Los calificó de «reclusos contrarrevolucionarios» y recordó que con anterioridad, desde el año 2004, se había concedido licencia extrapenal a otros 22 sancionados en la misma causa judicial.

Asimismo señaló que «ninguno de estos ciudadanos fue condenado por sus ideas, como han tratado de hacer ver las brutales campañas de descrédito contra Cuba, en diferentes regiones del mundo».

«Como quedó probado de manera irrefutable en el acto del juicio oral, todos habían cometido delitos previstos y sancionados en nuestras leyes, actuando al servicio del Gobierno de los Estados Unidos y de su política de bloqueo y subversión», añadió.

Raúl Castro relacionó esas detenciones en 2003 con el momento que se vivía por la política del entonces presidente estadounidense George W. Bush (2001-2009) que, «embriagado con las aparentes victorias en las guerras de Irak y Afganistán, proclamaba el cambio de régimen en Cuba y amenazaba directamente» la «seguridad nacional» de la isla.

Resaltó que Bush llegó «incluso a designar públicamente un interventor para administrar el país (Cuba) tras ser ocupado, al igual que acababan de hacer en Irak».

Más adelante, bromeó y comentó que «el pobre interventor designado por George W. Bush se quedó desempleado».

Dijo que como consecuencia de esa postura del Gobierno de Bush «se fraguaron decenas de planes de desestabilización interna y de secuestro de aviones y barcos» que «tuvimos que enfrentar con toda firmeza, basados en el estricto respeto a las leyes».

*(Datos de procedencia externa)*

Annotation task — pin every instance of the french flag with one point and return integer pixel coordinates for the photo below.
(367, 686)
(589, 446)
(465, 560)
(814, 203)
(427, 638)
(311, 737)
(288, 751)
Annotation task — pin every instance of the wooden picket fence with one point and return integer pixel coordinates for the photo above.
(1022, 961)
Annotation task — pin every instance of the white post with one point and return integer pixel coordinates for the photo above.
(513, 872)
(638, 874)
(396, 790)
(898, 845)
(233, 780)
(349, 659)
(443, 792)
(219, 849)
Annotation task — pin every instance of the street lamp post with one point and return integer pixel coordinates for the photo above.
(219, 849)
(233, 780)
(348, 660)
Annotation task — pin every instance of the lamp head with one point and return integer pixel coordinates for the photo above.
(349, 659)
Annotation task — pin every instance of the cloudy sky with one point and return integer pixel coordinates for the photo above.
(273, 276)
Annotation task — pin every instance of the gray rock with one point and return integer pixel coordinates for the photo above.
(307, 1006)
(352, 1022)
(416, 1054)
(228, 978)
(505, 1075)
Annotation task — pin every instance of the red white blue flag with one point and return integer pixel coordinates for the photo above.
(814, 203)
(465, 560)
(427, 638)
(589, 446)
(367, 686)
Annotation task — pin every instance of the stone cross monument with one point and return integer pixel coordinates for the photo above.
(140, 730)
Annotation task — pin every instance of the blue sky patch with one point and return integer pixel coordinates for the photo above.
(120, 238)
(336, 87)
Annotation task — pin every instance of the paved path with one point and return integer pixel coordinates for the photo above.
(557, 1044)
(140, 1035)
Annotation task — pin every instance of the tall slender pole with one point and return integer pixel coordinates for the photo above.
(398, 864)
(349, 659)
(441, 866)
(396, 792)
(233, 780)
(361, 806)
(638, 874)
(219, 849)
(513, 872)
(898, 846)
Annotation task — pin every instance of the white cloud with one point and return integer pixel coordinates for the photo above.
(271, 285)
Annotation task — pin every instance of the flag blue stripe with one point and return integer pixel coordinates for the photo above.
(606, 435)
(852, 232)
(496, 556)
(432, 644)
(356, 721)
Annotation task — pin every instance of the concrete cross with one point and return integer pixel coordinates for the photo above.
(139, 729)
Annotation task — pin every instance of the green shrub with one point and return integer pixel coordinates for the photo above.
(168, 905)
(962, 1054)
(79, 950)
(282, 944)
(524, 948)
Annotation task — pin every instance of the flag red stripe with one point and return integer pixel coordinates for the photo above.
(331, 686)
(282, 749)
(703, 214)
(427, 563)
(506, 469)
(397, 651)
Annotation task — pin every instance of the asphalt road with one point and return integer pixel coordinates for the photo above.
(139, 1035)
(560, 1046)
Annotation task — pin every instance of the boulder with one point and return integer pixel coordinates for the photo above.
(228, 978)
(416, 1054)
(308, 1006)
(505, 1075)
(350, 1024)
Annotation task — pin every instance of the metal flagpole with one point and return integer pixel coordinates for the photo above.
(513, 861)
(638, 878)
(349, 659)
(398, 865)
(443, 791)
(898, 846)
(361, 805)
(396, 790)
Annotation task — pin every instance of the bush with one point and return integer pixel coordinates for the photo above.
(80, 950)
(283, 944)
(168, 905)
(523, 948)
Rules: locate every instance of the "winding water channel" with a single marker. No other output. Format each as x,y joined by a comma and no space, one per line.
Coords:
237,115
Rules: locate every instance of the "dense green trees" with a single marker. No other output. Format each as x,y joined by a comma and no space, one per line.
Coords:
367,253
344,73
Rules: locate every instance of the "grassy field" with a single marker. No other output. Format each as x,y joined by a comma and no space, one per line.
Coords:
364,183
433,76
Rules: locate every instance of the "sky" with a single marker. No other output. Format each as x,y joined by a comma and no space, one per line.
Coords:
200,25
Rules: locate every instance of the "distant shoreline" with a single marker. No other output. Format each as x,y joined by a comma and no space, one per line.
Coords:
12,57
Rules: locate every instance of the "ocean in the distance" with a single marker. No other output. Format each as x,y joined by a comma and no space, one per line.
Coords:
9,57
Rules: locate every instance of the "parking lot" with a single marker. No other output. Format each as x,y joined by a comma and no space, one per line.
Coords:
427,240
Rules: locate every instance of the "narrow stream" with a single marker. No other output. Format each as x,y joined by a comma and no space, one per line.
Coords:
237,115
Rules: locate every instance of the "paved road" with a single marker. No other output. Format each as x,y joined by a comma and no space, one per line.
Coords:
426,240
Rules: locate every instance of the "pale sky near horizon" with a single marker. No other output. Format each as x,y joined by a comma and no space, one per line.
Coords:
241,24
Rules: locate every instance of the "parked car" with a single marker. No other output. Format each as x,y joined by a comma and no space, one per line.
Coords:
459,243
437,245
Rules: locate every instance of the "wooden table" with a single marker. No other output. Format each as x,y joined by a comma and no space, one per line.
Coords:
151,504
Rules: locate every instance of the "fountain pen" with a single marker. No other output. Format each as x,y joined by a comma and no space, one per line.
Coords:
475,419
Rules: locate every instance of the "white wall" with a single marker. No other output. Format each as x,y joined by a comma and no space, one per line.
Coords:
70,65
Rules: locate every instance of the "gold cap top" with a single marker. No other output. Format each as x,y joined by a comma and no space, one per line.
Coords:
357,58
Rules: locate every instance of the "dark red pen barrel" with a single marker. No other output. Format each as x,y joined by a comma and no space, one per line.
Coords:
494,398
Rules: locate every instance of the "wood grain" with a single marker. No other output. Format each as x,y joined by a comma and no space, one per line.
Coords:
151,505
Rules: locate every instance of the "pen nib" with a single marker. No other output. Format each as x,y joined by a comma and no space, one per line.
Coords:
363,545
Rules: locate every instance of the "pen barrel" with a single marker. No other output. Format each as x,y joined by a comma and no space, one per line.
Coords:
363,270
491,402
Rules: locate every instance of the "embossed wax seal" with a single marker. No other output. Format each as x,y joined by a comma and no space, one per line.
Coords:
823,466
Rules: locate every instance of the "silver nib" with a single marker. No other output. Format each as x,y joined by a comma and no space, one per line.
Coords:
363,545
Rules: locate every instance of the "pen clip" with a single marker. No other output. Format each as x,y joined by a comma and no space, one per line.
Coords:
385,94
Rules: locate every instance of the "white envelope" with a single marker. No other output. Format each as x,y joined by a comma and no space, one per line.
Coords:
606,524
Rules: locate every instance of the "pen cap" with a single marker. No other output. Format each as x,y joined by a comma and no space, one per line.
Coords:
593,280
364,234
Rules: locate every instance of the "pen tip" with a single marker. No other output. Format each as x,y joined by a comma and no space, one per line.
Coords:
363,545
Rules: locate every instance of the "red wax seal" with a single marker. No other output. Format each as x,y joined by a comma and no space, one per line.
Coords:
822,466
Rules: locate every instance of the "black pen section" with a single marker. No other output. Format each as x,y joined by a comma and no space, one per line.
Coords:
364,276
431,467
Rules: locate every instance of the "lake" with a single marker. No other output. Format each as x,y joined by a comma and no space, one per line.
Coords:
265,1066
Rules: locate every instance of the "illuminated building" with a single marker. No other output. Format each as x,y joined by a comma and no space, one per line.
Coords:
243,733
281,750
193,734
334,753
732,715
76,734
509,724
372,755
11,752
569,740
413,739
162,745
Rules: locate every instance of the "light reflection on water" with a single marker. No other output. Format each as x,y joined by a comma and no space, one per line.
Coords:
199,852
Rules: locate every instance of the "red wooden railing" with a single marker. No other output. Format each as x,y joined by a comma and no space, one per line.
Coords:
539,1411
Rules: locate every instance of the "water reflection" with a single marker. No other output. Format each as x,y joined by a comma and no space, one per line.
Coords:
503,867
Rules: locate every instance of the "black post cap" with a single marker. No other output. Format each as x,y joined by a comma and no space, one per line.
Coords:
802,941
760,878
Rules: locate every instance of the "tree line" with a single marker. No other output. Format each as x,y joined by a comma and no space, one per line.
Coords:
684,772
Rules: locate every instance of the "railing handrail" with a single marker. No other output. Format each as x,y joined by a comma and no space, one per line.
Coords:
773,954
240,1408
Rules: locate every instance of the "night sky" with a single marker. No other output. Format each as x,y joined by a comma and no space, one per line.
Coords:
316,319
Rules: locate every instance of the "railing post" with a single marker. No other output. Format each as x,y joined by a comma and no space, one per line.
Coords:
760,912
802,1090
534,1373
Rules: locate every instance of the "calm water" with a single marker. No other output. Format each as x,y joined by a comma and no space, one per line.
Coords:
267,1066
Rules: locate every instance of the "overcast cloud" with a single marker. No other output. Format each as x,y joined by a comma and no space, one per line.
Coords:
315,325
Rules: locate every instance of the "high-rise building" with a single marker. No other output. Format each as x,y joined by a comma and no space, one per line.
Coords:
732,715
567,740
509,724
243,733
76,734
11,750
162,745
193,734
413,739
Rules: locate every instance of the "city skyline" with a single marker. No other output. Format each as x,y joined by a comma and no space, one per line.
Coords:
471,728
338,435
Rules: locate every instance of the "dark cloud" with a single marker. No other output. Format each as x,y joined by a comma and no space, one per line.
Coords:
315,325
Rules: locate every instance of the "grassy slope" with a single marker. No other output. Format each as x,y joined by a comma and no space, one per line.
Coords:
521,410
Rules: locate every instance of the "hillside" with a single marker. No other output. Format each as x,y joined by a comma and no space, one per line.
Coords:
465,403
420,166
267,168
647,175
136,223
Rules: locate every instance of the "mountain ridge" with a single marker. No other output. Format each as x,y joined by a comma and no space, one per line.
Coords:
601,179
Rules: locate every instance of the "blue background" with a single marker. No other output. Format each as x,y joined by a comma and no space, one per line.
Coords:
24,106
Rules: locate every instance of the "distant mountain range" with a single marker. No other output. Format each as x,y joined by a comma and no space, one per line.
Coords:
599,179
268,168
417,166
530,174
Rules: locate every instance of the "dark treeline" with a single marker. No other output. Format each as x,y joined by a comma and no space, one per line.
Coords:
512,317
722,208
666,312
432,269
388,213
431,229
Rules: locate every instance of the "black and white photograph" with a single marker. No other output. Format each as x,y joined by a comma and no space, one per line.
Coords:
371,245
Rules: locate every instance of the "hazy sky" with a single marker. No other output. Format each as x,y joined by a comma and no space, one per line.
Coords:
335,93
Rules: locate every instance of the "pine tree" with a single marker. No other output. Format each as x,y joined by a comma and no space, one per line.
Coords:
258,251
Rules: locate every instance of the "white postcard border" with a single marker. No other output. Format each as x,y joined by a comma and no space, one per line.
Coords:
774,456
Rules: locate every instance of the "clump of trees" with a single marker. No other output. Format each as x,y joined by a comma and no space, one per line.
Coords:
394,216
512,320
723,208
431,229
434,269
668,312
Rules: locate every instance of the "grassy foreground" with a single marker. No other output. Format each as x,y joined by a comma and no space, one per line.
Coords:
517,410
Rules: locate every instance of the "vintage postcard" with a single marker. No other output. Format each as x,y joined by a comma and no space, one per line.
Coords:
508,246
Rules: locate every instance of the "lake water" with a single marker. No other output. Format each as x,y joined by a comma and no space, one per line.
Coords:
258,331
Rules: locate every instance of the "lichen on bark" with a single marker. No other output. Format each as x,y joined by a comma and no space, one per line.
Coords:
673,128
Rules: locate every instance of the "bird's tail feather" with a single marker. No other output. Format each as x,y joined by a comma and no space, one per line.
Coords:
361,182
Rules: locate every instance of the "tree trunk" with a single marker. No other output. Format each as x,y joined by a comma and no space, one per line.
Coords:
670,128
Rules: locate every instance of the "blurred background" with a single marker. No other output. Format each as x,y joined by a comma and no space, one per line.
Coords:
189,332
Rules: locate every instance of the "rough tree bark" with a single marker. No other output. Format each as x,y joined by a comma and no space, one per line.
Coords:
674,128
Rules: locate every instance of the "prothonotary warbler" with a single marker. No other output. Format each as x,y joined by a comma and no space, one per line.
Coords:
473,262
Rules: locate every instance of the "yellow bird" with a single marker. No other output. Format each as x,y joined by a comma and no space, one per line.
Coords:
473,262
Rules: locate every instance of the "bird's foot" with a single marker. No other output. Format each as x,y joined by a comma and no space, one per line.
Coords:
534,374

El Gobierno cubano se comprometió a liberar gradualmente en un plazo máximo de cuatro meses a los 52 disidentes -que quedaban en la cárcel- del grupo de los 75, dentro del inédito proceso de diálogo iniciado entre el Ejecutivo encabezado por el general Raúl Castro y la alta jerarquía de la Iglesia católica de la isla, que es apoyado por España.

De ese grupo, 20 ex detenidos ya viajaron a España junto a sus familiares como parte de un acuerdo entre La Habana y Madrid, que no favoreció al caso de Ariel Sigler, el primero en ser excarcelado, pero que decidió viajar a Estados Unidos para tratar la grave enfermedad contraída en la cárcel donde quedó parapléjico.